The Countess Galfalvy favoured Halil’s suit and recommended it strongly to Catherine’s parents. Catherine herself appeared to be indifferent. She is supposed to have asked Halil whether he would stop her painting and after he had replied that it was one of the reasons why he wished to marry her, she accepted. She never asked him for other reasons. The owner of the Renaissance painting and his family duly arrived in Istanbul as guests of the Countess. The wedding itself was a modest affair. Only the two families and their close friends had been invited.
Catherine was a very striking woman, tall and slender with a dark complexion and shoulder-length dark brown hair. Her back arched delicately underneath her dress. She had thin lips and narrow eyes and the combination gave her a girlish quality. When I saw her for the first time I remember thinking, enviously, that this woman would never really look old.
A year and a half later, Catherine gave birth to a pair of healthy twin boys. There had never been any twins in either our family or hers, which raised a few questions, but as the boys grew all the doubts disappeared. They looked just like Halil and we grew to adore them. They were often at our house and every summer they would come here for a few weeks. Catherine loved this house and she painted it from every angle. Then she would take her canvas and paints to the cliffs and paint the sea. One such painting, in which the seagulls resemble hailstones suspended over the dark green ocean, still hangs in the library. I spoke to her often, but she was usually cold and reserved. It was the same with everyone else. Since Halil was away with the army for extended periods of time, everyone tried to be friendly with her, but, with the single exception of my mother, were politely rebuffed. For some reason Catherine liked my mother. She painted two very fine portraits of her, one of which I have in my old room in the Istanbul house.
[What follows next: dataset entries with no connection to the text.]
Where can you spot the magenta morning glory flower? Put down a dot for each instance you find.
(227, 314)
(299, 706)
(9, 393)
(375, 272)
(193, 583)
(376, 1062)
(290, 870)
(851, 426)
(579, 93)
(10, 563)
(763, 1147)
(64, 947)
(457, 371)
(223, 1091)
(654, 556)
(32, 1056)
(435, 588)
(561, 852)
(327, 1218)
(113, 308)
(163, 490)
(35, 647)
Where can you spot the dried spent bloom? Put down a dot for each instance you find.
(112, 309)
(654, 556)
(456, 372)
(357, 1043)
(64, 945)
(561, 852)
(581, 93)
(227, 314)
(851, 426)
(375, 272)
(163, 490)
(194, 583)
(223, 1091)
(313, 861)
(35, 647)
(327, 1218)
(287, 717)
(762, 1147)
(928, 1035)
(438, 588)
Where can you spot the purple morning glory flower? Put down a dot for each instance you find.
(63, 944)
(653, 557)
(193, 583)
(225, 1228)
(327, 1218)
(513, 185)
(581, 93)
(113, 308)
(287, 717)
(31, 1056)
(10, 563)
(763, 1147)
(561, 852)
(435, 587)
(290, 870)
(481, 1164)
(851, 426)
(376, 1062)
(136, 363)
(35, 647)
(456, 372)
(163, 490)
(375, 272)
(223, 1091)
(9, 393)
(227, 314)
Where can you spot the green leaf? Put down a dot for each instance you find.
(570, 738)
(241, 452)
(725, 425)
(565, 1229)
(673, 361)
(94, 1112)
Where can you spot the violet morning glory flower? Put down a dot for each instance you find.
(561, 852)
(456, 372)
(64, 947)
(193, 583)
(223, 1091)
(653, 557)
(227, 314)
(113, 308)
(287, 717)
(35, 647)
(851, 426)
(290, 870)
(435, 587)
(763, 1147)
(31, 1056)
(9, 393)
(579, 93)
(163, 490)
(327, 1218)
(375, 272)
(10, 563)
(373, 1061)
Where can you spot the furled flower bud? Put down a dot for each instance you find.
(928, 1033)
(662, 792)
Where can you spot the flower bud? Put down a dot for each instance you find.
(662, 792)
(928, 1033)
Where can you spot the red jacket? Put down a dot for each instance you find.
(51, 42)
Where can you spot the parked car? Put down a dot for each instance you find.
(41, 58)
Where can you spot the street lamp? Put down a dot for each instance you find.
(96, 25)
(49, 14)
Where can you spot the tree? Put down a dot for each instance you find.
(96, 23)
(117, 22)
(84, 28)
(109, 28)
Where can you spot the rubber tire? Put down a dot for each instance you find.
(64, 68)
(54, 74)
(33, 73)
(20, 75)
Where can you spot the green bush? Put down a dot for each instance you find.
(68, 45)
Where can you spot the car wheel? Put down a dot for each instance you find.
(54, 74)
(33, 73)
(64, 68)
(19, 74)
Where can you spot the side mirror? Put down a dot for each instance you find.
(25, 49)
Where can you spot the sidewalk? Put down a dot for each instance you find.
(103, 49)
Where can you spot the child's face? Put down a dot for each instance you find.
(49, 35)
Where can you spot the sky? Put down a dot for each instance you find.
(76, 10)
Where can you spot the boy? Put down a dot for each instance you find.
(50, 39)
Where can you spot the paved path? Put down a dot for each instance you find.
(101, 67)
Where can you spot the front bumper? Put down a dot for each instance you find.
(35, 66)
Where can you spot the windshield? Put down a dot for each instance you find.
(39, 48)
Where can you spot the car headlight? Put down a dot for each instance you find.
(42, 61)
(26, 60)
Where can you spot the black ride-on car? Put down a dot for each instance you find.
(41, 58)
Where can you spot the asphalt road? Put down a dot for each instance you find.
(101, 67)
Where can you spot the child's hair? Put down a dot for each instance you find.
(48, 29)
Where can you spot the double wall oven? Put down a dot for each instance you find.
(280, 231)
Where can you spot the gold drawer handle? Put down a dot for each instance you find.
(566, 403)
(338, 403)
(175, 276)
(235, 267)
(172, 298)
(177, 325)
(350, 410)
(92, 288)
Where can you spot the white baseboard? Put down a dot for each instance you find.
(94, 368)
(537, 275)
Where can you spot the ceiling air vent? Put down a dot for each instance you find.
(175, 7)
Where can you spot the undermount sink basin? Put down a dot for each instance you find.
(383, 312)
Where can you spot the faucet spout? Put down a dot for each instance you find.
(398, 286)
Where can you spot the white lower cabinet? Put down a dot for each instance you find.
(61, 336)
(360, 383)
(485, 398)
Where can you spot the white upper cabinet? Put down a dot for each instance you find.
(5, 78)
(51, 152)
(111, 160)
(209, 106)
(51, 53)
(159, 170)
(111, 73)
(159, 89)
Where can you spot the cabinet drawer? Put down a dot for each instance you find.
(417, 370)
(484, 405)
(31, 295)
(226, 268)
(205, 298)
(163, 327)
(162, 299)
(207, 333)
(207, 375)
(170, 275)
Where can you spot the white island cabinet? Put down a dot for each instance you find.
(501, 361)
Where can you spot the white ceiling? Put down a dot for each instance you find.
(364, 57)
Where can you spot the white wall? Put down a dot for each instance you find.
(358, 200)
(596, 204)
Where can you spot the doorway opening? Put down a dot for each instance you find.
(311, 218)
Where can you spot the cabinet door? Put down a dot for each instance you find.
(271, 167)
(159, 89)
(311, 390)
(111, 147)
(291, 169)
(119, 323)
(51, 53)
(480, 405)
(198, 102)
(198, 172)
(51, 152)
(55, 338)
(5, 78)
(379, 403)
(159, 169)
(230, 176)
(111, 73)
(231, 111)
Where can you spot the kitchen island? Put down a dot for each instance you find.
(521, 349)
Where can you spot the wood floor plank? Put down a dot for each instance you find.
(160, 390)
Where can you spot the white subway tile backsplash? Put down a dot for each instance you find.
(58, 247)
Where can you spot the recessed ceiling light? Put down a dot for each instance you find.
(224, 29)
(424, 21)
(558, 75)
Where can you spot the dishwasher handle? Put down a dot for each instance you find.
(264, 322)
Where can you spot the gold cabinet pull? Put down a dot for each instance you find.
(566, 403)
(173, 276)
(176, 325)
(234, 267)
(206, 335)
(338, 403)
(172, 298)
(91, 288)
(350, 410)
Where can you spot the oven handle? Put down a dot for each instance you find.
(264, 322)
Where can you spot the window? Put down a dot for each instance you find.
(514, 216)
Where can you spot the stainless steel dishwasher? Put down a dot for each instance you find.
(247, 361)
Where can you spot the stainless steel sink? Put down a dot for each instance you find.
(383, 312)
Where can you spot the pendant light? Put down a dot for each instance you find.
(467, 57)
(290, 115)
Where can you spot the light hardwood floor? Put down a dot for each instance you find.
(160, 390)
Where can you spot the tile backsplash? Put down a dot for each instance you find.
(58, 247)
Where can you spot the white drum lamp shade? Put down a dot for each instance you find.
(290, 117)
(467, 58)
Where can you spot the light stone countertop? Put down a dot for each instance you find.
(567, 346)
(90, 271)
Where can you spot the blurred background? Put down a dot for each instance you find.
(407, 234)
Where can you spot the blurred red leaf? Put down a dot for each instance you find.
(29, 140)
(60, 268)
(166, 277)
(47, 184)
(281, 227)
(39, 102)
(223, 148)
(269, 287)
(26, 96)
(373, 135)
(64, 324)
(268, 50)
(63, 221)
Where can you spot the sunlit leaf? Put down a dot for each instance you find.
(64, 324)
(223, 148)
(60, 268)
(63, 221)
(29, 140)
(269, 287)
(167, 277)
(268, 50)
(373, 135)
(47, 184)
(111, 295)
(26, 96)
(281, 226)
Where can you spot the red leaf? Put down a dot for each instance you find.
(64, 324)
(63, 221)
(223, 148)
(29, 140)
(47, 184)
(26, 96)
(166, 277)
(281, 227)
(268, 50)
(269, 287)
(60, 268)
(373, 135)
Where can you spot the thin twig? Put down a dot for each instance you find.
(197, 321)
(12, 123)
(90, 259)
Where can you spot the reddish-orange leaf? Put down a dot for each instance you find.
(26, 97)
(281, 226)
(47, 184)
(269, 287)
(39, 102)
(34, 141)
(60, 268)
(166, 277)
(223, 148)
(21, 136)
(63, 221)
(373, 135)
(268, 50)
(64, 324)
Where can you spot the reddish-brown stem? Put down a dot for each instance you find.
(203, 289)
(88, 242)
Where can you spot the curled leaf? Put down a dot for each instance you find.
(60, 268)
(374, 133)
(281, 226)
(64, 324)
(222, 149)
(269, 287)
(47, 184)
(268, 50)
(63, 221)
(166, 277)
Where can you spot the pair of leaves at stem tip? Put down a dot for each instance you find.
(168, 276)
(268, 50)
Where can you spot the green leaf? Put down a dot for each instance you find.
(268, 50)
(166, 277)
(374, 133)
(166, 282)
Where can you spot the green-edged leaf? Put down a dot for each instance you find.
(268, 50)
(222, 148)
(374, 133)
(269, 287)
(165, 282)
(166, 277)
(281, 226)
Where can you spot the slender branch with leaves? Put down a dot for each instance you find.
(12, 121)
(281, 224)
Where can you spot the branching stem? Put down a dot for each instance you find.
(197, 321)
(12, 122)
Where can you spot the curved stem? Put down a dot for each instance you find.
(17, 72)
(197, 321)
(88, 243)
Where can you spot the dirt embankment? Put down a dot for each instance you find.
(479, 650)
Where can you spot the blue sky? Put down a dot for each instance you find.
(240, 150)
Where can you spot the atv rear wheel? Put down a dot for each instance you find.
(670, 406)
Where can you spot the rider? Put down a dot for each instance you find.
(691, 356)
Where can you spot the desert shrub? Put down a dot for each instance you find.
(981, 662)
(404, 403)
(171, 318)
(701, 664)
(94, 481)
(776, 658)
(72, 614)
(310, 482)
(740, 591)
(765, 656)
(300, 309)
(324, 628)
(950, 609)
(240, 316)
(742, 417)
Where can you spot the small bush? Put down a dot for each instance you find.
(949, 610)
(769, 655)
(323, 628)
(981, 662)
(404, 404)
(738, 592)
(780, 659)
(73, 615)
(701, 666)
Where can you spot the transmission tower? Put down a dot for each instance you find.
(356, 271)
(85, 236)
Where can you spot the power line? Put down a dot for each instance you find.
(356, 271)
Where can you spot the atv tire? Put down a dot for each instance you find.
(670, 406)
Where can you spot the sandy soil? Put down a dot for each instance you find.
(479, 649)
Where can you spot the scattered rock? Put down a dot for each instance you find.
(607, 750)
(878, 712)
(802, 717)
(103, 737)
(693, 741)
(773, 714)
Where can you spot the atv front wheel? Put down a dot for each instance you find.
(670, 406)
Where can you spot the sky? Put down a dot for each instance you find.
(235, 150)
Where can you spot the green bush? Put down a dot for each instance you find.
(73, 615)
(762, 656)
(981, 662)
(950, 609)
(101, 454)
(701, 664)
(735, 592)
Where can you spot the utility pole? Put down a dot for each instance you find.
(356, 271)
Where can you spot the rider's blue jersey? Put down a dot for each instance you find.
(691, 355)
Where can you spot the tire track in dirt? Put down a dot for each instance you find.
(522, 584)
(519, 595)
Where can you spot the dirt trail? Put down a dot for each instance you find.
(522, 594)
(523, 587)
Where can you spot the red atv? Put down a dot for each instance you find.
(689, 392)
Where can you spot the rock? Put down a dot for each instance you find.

It was a few years ago, after the twins had celebrated their fifteenth birthdays, that we realised something was seriously wrong. My source on the subject was, as usual, Zeynep.
“It’s really awful, Nilo, just awful for poor Halil. Awful for poor Halil. I swore I would never tell anyone, but what she is doing is too cruel. Too cruel!”
Whenever she had important news to impart, Zeynep had developed a habit of repeating a sentence or a phrase, imagining that this would somehow double its impact. Its effect on me was the exact opposite. I would get so irritated by her manner of speaking that I could not concentrate on the content. I told her this many times, but she couldn’t really help herself. The story she told me was upsetting.